“I wasn’t twenty-one, then, and I have nothing yet to offer a girl by way of support,” he said. 12

“Why, Asher!” Mrs. Aydelot exclaimed, “you have everything here.”

“Not yet, mother,” he replied. “And I haven’t told you because her name is Virginia Thaine, and she is a descendant of Jerome Thaine. Are the Aydelots big enough to bury old hates?”

Francis Aydelot sat moveless as a statue. When at length he spoke, there was no misunderstanding his meaning.

“You have no means by which to earn a living. You will go down to town and take charge of the Shirley House at once, or go to work as a hired hand here. But remember this: from the day you marry a Thaine of Virginia you are no longer my son. Family ties, family honor, respect for your forefathers forbid it.”

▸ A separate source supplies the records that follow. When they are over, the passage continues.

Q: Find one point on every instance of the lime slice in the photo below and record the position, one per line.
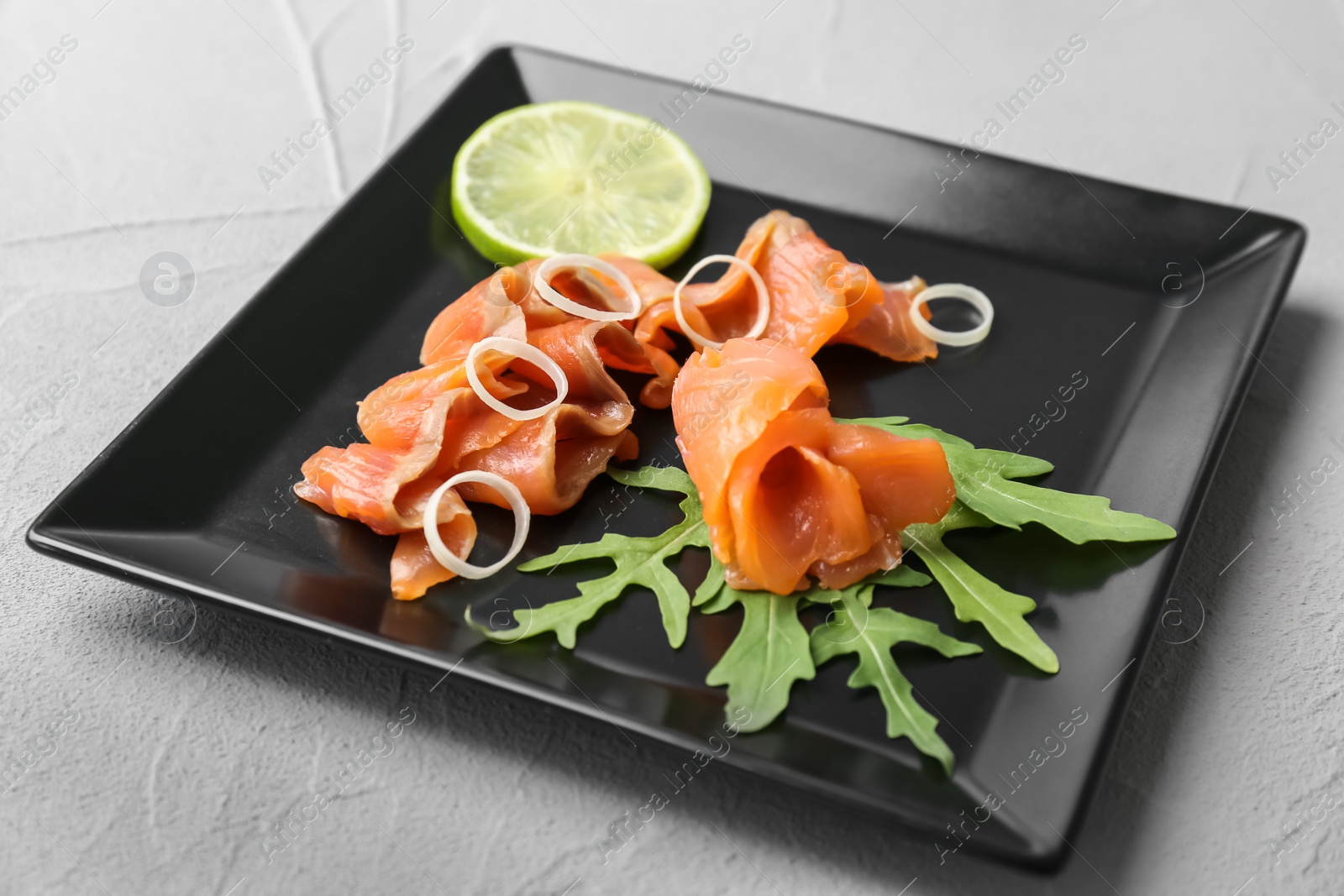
(562, 177)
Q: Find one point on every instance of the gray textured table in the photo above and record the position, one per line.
(176, 761)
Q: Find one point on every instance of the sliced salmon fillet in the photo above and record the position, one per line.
(788, 492)
(817, 297)
(427, 425)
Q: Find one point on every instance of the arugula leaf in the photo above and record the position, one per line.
(974, 597)
(985, 483)
(638, 560)
(853, 627)
(768, 656)
(992, 490)
(772, 641)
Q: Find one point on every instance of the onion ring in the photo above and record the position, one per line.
(522, 523)
(953, 291)
(763, 300)
(517, 348)
(542, 281)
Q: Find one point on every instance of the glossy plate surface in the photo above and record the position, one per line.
(1147, 307)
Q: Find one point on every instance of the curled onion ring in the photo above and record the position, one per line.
(517, 348)
(542, 280)
(522, 523)
(763, 300)
(953, 291)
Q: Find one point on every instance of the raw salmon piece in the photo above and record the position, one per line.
(788, 492)
(816, 296)
(414, 569)
(722, 403)
(427, 425)
(887, 329)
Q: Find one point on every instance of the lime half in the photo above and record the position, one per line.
(562, 177)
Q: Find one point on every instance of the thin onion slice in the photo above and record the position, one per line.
(953, 291)
(517, 348)
(763, 300)
(548, 269)
(522, 523)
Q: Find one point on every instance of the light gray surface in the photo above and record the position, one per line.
(186, 755)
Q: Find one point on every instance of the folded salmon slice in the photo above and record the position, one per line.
(427, 425)
(817, 297)
(788, 492)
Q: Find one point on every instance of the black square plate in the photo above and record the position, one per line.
(1156, 304)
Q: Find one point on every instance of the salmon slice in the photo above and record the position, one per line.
(817, 297)
(427, 425)
(788, 492)
(887, 329)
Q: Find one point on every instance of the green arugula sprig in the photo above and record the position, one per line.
(638, 560)
(773, 649)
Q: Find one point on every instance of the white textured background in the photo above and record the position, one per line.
(185, 755)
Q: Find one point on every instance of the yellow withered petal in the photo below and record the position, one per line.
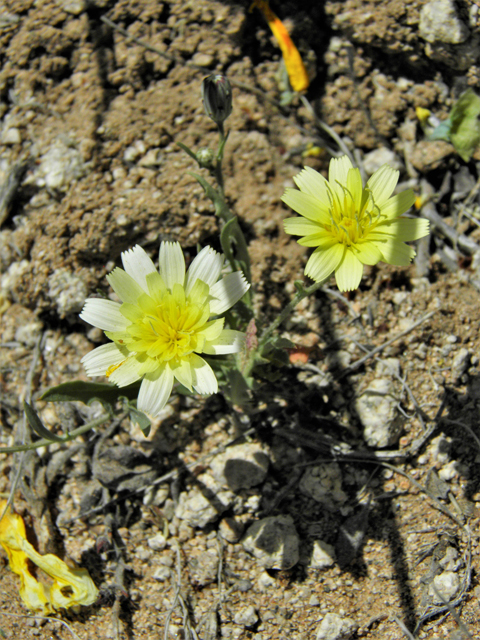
(70, 586)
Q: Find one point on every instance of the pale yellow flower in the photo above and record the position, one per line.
(68, 586)
(166, 321)
(351, 225)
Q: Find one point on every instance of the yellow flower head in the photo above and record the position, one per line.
(351, 225)
(164, 323)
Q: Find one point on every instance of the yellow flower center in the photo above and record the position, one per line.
(349, 222)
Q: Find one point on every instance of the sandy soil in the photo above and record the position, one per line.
(90, 122)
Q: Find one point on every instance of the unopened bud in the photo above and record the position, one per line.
(205, 158)
(217, 97)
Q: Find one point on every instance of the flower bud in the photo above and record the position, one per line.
(205, 158)
(217, 97)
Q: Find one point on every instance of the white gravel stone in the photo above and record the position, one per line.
(59, 167)
(162, 573)
(266, 581)
(323, 483)
(274, 542)
(444, 587)
(335, 627)
(157, 542)
(67, 291)
(375, 159)
(241, 467)
(377, 411)
(199, 508)
(439, 22)
(323, 555)
(11, 136)
(247, 617)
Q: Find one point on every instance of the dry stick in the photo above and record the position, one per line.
(403, 628)
(167, 476)
(240, 85)
(402, 381)
(380, 348)
(187, 63)
(457, 239)
(28, 394)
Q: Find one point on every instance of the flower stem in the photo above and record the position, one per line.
(71, 436)
(302, 293)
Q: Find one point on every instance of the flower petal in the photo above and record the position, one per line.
(338, 171)
(396, 252)
(229, 341)
(322, 263)
(227, 291)
(100, 359)
(155, 391)
(206, 267)
(405, 229)
(397, 205)
(137, 263)
(382, 183)
(349, 272)
(171, 264)
(126, 288)
(311, 182)
(322, 239)
(204, 380)
(306, 205)
(104, 314)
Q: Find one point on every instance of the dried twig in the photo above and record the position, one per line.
(380, 348)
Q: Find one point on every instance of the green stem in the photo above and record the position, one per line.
(283, 315)
(71, 436)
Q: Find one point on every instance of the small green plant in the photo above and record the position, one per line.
(196, 328)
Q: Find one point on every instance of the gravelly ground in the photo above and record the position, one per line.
(91, 119)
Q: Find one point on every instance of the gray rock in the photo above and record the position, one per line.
(323, 555)
(246, 617)
(378, 157)
(157, 542)
(11, 136)
(377, 411)
(323, 483)
(274, 542)
(444, 587)
(162, 573)
(334, 627)
(241, 467)
(439, 23)
(203, 567)
(231, 530)
(460, 364)
(199, 507)
(67, 291)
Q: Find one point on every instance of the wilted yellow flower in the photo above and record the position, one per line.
(351, 225)
(70, 587)
(166, 321)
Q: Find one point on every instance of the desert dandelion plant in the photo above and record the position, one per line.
(167, 320)
(349, 224)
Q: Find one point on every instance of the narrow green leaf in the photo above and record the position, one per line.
(87, 392)
(37, 425)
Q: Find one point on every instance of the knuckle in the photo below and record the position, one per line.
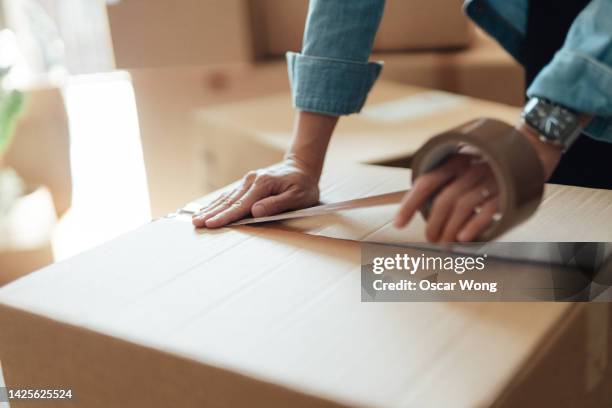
(250, 176)
(464, 204)
(263, 178)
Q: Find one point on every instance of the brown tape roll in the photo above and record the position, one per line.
(514, 161)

He rose without more words, and went into the house.

Then came the mother’s part.

“Sit down, Asher,” she said, and Asher dropped to his place on the step.

“We don’t seem to see life through the same spectacles,” he said calmly. “Am I wrong, mother? Nobody can choose my life for me, nor my wife, either. Didn’t old grandfather, Jean Aydelot, leave his home in France, and didn’t grandmother, Mercy Pennington, marry to suit her own choice?”

Even in the shadow, his mother noted the patient expression of the gray eyes looking up at her.